Eary J F, Pollard K R, Durack L D, Bice A N, Lewellen T K, Matthews D, Press O W, Nelp W B, Appelbaum F R, Bernstein I
Department of Radiology, University of Washington, Seattle 98195.
Med Phys. 1994 Jul;21(7):1157-62. doi: 10.1118/1.597343.

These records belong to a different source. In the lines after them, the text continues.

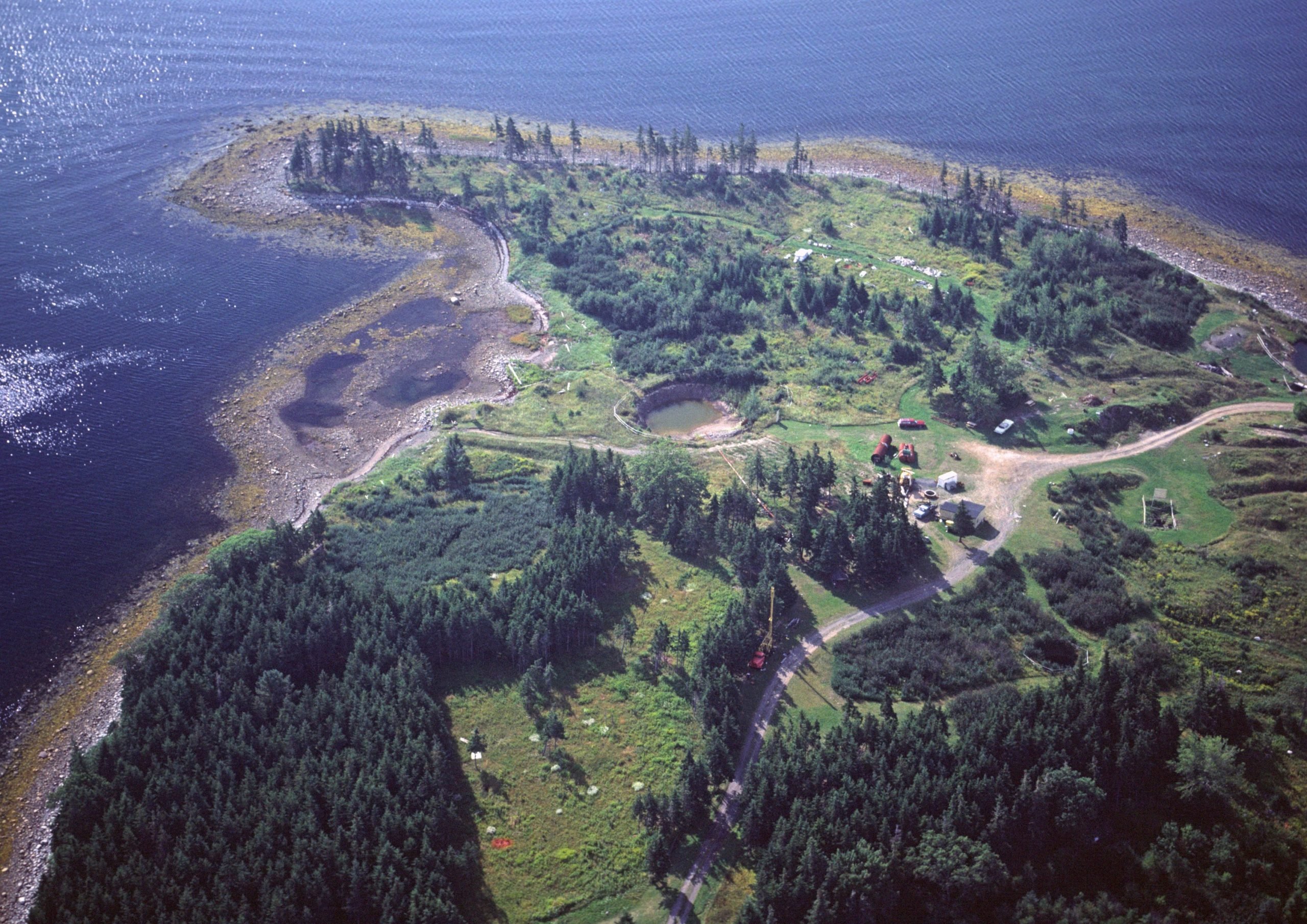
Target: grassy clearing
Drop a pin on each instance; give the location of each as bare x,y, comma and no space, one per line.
622,728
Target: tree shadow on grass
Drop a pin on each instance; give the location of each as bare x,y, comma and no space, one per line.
474,894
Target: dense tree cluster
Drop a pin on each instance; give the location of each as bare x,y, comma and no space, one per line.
953,643
694,309
1077,285
983,383
1077,803
1084,585
349,157
283,755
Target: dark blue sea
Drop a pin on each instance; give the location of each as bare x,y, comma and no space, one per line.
120,322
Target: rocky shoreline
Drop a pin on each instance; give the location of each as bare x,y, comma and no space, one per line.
284,470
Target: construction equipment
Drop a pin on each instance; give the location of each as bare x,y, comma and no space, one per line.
760,658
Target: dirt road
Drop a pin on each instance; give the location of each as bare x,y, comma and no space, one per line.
1009,475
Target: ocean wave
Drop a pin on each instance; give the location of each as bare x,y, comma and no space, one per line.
43,393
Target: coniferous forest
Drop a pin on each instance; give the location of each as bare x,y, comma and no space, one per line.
283,753
1088,801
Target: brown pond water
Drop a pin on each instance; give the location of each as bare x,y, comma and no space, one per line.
682,417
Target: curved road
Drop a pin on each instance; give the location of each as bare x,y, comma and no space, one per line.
1026,468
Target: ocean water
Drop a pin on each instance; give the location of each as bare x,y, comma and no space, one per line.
120,321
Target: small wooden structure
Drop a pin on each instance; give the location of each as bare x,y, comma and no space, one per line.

The biodistribution of a trace-labeled I-131 antibody is used to predict the biodistribution of a high dose I-131 antibody for therapy. Internal radiation dose estimates derived from the trace-labeled antibody have been used to determine the I-131 doses in a phase I escalating dose therapy trial for hematologic malignancy. To confirm the hypothesis that the distribution of a trace- and high-dose labeled antibodies are similar, both trace (7-11 mCi, 259-407 MBq) and high-dose (100-800 mCi, 3700-29600 MBq) I-131 radiolabeled antibody infusion were imaged in 12 patients who were treated for leukemia or lymphoma. With specialized imaging techniques using lead attenuation sheets, clearance data from organs were obtained from serial gamma camera images. Biological clearance half times of I-131 from both trace and therapy level doses were in agreement. An exception was a patient who developed human antimouse antibody before therapy, and subsequently had rapid clearance of the therapy dose. The method was feasible, yielded reproducible results, and provided critical data for relating therapy toxicity to radiation absorbed dose estimates.
微量标记的I-131抗体的生物分布用于预测高剂量I-131抗体治疗时的生物分布。源自微量标记抗体的内辐射剂量估计值已用于在血液系统恶性肿瘤的I期剂量递增治疗试验中确定I-131剂量。为了证实微量和高剂量标记抗体的分布相似这一假设,对12例接受白血病或淋巴瘤治疗的患者进行了微量(7-11毫居里,259-407兆贝可)和高剂量(100-800毫居里,3700-29600兆贝可)I-131放射性标记抗体输注的成像。使用铅衰减片的专门成像技术从连续的γ相机图像中获取器官的清除数据。微量剂量和治疗剂量水平的I-131的生物清除半衰期一致。有一名患者在治疗前产生了人抗鼠抗体,随后治疗剂量快速清除,这是一个例外情况。该方法可行,结果可重复,并为将治疗毒性与辐射吸收剂量估计值相关联提供了关键数据。